When you consult an attorney after a deal has been mostly finalized, there is often much more to do than simply “write it up.” How do you know that you negotiated the best price possible for your shares? Were you fully aware of all your rights, or were you essentially negotiating from a position of weakness? If you were not aware of the rights afforded to oppressed minority shareholders in New Jersey, it is very likely that you did not push for as much as you could have gotten. Was an appraisal performed that was commissioned by the company? Do you believe for one second that this appraiser was actually “neutral”? Were you aware that you could have gotten your own opinion of value? Were you in possession of all the financials of the company so that an expert could advise you of the company’s true value?

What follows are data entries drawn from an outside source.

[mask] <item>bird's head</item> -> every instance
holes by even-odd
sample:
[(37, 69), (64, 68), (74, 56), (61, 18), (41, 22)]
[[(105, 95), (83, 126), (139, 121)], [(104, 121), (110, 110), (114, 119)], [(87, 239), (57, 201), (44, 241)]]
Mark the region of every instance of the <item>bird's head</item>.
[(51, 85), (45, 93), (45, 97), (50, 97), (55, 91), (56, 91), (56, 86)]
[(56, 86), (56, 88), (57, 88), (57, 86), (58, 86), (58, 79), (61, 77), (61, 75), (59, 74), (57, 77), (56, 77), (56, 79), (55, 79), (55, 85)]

Questions abound regarding more than just the purchase price. Could you have gotten better payment terms had you negotiated from a stronger position? What about security? Many people simply do not understand the critical importance of security, what types of security you could ask for, and precisely how vulnerable you are without it.

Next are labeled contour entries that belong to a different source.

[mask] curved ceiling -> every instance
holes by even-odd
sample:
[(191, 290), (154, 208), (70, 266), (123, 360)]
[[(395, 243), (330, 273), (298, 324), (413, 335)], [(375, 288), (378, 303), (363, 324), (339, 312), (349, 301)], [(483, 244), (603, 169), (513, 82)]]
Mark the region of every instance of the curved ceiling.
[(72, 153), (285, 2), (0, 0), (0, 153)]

Usually, after this type of conversation, the client understands that the deal he just negotiated was significantly inferior to what it should have been, which is why the majority shareholders agreed to it in the first place. Now, when I set off on a mission to get a better deal, you can guess the first thing the opposing counsel will say to me.

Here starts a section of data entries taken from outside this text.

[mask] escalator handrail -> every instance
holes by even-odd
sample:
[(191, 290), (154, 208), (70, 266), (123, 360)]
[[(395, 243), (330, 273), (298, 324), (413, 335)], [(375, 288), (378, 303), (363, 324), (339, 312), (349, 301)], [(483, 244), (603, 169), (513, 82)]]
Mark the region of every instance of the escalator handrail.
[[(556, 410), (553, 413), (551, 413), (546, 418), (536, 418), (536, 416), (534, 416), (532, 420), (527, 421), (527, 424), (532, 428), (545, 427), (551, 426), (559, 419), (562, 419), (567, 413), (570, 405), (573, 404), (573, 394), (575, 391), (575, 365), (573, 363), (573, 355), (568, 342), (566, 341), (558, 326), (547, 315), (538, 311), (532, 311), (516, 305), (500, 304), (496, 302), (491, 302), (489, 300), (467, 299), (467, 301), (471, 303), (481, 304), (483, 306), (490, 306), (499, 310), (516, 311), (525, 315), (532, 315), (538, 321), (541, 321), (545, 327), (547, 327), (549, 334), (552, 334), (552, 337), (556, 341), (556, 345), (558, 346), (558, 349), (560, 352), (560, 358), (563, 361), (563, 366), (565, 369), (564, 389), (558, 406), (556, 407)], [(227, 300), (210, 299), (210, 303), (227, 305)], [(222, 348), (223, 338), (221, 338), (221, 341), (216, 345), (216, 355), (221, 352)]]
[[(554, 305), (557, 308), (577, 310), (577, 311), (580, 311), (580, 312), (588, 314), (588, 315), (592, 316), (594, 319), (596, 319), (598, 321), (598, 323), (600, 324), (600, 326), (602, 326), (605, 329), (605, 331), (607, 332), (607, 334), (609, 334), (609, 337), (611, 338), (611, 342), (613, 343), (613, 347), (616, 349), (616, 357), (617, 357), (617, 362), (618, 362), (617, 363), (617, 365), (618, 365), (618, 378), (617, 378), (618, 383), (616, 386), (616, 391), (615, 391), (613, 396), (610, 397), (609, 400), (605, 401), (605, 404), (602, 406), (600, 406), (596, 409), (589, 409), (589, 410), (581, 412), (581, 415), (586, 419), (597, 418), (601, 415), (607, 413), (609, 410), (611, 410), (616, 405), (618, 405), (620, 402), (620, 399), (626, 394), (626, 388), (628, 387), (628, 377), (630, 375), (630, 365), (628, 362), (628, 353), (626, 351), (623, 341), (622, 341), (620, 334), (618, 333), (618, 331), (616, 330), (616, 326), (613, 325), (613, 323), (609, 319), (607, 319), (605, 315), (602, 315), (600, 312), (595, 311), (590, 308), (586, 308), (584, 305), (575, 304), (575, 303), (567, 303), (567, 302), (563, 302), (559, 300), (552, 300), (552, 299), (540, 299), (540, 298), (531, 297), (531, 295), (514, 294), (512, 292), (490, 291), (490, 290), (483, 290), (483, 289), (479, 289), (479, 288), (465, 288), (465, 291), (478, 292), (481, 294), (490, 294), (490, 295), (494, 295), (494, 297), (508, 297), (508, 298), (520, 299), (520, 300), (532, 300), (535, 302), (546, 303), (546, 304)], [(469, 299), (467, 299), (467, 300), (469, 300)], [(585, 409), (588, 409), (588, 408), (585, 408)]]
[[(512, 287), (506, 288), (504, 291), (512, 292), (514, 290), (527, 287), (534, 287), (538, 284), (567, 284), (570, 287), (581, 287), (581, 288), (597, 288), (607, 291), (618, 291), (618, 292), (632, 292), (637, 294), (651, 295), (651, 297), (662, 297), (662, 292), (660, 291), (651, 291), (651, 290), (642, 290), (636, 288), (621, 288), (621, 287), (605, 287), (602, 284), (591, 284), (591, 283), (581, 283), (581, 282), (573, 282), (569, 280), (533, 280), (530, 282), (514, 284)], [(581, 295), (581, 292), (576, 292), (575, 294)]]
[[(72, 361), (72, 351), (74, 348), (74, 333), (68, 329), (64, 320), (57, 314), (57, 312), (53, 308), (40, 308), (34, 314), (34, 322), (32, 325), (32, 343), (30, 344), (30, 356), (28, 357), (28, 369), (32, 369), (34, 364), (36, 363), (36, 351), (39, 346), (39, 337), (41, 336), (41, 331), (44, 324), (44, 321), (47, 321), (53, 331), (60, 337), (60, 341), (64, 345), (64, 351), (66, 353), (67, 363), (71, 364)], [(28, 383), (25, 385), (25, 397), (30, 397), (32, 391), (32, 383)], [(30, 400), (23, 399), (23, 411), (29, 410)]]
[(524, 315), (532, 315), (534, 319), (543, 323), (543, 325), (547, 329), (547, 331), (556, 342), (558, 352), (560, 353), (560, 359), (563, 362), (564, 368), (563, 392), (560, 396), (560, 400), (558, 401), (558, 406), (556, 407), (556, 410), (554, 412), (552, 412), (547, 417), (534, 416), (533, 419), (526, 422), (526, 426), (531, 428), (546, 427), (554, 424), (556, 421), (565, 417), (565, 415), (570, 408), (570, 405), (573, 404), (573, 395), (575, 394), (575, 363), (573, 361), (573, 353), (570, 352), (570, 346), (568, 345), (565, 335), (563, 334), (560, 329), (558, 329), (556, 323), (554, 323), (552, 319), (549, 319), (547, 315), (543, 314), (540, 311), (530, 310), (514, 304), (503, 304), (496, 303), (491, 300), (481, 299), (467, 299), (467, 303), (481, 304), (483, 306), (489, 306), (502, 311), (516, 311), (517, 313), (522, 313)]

“We have a deal!” “You’re just coming in and trying to stir up trouble!” “We’re not going to start from scratch and renegotiate something that just took us a month to finalize!” (The exclamation points express the vitriol that often accompanies such comments.) After the initial posturing, usually the other side realizes that the client now has representation, and that the deal has to be revisited. But having to backtrack on many key terms makes negotiating much more difficult than it needs to be. And every so often, you will run into an attorney on the other side who has been carefully planning for this, and pulls out the email that makes it appear – sometimes convincingly – that a final, enforceable agreement had actually been reached, regardless of the fact that no formal document has yet been signed.
In one case, the lawyer representing the company had emails stating that the parties “had reached a final agreement,” and my client had to spend over $50,000 in legal fees just to have a court declare that the deal was not, in fact, final, and that he had the right to back out of what appeared in the emails to be a final deal. The next client may not be so “lucky.”
If you are a minority shareholder who is negotiating your own buyout – either because you feel oppressed, you were terminated as an employee, or you just want to leave the company – do yourself a favor. Use a lawyer while you negotiate your deal, not after. In the long run, you will likely be much better off.